Então. Eu vou. =)
Há quem esteja dizendo que a conferência é uma inundanção de palestrantes relacionados a KDE e Qt, o que é próximo da verdade, muito embora eu esteja ansioso para conhecer alguns GNOMErs que já vi que estarão lá. De qualquer forma, essa talvez seja uma boa oportunidade para eu comentar o que eu achei do recente lançamento da Qt 4.5, com a licença LGPL.
Quem já me conhece sabe que eu não morro de amores nem por C++, nem por KDE. Então muita gente (que gosta de KDE) veio correndo me dizer como agora GTK+ tinha acabado, provavelmente imaginando que eu estava achando ruim a notícia. Engraçado que um outro amigo me disse há mais de um ano que GNOME ia acabar com o lançamento do KDE4 =). Antes de mais nada, comparar Qt com GTK+ não faz sentido. A GTK+ é um toolkit gráfico e widget set razoavelmente limitado. A Qt é um pacote enorme, com funcionalidades de todo tipo, incluindo coisas como banco de dados, rede, XML, svg, 3D, renderização web, entre outros.

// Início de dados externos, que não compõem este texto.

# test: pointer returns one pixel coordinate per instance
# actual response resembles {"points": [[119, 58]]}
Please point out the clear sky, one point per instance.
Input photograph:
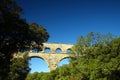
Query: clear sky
{"points": [[66, 20]]}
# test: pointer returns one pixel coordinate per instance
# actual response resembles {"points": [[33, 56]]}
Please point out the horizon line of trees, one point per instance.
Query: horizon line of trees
{"points": [[96, 57]]}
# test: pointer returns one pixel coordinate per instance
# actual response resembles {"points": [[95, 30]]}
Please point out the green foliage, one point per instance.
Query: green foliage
{"points": [[16, 35], [98, 61]]}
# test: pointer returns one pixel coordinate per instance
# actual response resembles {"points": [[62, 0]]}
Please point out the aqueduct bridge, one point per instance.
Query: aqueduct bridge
{"points": [[52, 53]]}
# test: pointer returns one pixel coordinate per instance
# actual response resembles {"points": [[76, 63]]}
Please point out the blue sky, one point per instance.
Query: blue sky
{"points": [[66, 20]]}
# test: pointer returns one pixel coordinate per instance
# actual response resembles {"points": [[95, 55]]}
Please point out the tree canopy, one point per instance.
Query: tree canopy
{"points": [[95, 58], [16, 35]]}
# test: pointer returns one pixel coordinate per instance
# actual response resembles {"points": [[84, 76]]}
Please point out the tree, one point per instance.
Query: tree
{"points": [[16, 35]]}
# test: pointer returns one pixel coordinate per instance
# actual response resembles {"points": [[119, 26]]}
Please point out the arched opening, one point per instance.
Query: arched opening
{"points": [[64, 61], [47, 50], [58, 50], [38, 65], [68, 50]]}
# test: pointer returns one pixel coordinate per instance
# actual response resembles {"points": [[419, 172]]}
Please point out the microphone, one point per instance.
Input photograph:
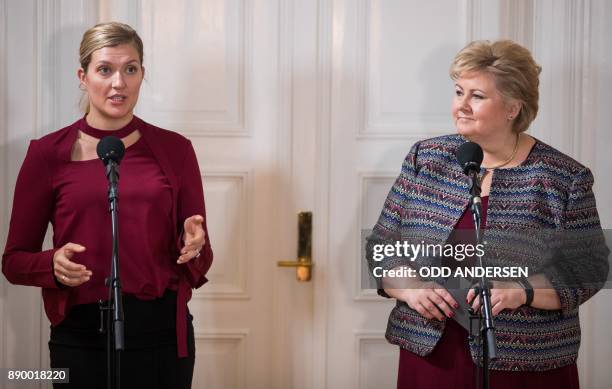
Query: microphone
{"points": [[469, 156], [111, 150]]}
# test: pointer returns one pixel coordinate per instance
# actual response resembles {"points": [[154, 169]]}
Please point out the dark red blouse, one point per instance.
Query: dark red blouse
{"points": [[160, 185], [146, 262]]}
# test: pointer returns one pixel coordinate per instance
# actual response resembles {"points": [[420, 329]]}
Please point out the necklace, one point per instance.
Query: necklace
{"points": [[502, 164]]}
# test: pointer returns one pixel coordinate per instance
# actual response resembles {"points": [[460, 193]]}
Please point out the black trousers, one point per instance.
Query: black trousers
{"points": [[150, 358]]}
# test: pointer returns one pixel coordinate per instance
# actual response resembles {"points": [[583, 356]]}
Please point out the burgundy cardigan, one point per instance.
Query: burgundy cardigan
{"points": [[24, 263]]}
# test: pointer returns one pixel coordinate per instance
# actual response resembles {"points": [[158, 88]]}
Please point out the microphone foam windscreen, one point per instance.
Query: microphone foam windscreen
{"points": [[110, 148]]}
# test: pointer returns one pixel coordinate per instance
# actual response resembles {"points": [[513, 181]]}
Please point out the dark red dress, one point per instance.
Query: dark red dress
{"points": [[450, 365]]}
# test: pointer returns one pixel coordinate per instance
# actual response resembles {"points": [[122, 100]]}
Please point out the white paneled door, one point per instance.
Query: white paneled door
{"points": [[291, 105]]}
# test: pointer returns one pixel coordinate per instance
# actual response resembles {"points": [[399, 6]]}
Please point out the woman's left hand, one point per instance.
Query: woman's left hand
{"points": [[194, 239], [504, 295]]}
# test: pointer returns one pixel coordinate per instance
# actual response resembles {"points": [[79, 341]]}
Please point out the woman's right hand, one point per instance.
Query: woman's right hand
{"points": [[430, 300], [67, 272]]}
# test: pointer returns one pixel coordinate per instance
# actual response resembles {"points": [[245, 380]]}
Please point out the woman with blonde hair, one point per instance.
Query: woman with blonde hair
{"points": [[527, 187], [163, 241]]}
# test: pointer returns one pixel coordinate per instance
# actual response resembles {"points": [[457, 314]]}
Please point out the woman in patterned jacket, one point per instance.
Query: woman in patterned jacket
{"points": [[526, 186]]}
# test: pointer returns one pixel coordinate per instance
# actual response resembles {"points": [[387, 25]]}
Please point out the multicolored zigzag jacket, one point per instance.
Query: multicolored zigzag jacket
{"points": [[549, 191]]}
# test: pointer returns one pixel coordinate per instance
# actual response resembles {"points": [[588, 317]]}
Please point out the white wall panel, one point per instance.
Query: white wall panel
{"points": [[221, 357], [405, 61], [203, 46], [227, 196], [376, 361]]}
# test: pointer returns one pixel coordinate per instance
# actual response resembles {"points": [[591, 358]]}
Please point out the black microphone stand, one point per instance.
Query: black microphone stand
{"points": [[489, 346], [115, 323]]}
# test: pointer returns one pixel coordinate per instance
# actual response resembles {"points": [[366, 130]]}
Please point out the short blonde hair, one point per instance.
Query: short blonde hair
{"points": [[515, 71], [107, 34]]}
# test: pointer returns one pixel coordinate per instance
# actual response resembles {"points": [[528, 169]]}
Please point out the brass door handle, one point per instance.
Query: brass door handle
{"points": [[304, 263]]}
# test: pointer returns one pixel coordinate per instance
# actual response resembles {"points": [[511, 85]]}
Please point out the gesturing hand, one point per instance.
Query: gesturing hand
{"points": [[67, 272], [431, 300], [504, 295], [193, 239]]}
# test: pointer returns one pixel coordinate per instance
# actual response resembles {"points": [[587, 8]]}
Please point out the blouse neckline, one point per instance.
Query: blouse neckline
{"points": [[99, 134]]}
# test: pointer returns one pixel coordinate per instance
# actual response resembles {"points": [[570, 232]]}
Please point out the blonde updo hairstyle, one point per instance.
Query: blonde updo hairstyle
{"points": [[515, 71], [101, 35]]}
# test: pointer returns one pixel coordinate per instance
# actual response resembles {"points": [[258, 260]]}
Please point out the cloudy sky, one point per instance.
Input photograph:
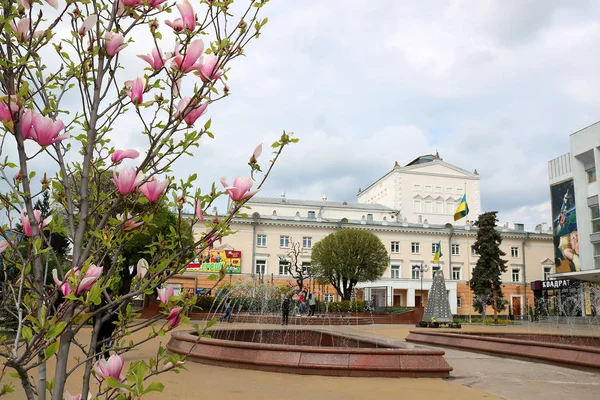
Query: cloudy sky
{"points": [[492, 85]]}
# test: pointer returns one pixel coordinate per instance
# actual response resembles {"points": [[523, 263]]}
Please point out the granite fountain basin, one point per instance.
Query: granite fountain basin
{"points": [[310, 352]]}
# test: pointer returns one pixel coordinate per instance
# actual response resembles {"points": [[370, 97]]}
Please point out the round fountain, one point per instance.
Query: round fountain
{"points": [[310, 352]]}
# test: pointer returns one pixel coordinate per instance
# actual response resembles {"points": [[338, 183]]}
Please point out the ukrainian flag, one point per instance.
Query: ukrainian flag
{"points": [[438, 253], [462, 210]]}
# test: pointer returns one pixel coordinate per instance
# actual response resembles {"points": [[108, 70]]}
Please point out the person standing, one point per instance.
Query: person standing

Mas é importante lembrar que a maioria dessas características existe sim para desenvolvedores GTK+! Então, eu acho mais sensato comparar Qt com o ‘mundo’ glib, que inclui coias como a libsoup, o gstreamer, GDA, WebKitGTK+, Clutter, e por aí vai. Eu não acho que exista um ganhador absoluto e imediato em uma disputa por espaço, nem acho que o fato de a Qt ter sido lançada como LGPL vai afetar tão negativamente o mundo glib como parecem acreditar alguns. GNOME continua sendo dominante no desktop livre, e além de GTK+ existem, como eu disse, diversas tecnologias de qualidade, e a facilidade de criar bindings significa que ainda existem mais bindings feitas para tecnologias glibicas, com auto-geração de bindings para qualquer biblioteca baseada em glib muito próximo de ser realidade.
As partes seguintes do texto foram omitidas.